Lauf des Lebens
Das mache ich jede Nacht. Heute bist du zum ersten Mal aufgewacht.“
„Nein, ich war schon vorher wach.“ Seine Stimme klang jetzt neugierig, und er bewegte seine Schultern unruhig hin und her. „Willst du etwa sagen, dass du jede Nacht zu mir hereinkommst und mich auf die Seite legst?“
„Du scheinst so besser zu schlafen“, war ihre einzige Antwort.

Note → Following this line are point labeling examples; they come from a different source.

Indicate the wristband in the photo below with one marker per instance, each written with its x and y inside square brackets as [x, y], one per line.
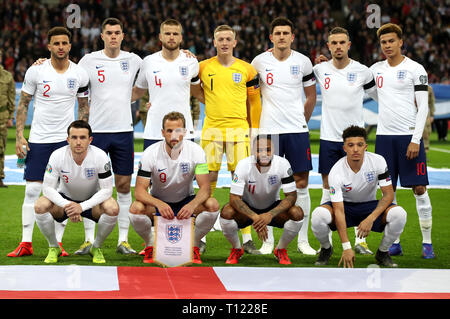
[346, 245]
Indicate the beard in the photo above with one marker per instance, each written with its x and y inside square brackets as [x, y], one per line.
[171, 47]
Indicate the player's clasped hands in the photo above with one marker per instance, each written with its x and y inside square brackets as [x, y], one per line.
[364, 228]
[260, 223]
[186, 211]
[73, 211]
[165, 210]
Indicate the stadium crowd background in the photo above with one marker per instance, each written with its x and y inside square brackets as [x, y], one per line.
[426, 27]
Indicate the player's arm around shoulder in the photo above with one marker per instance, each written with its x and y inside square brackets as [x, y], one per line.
[203, 193]
[338, 212]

Er stieß ein kurzes, bitteres Lachen aus. „Am besten schlafe ich auf dem Bauch, oder zumindest war das früher so. Ich habe es seit zwei Jahren nicht mehr gemacht.“
Die ruhige Vertrautheit der Nacht und das Mondlicht im Zimmer gaben Dione das Gefühl, als wären sie die einzigen Menschen auf der Welt. Sie spürte Blakes tiefe Verzweiflung. Vielleicht fühlte er ja in diesem Moment auch eine gewisse Nähe zu ihr und würde ihr im Schutz der Dunkelheit anvertrauen, was ihn quälte? Ohne zu zögern, setzte sie sich auf seine Bettkante und zog sich ihr Nachthemd bequem über die Beine.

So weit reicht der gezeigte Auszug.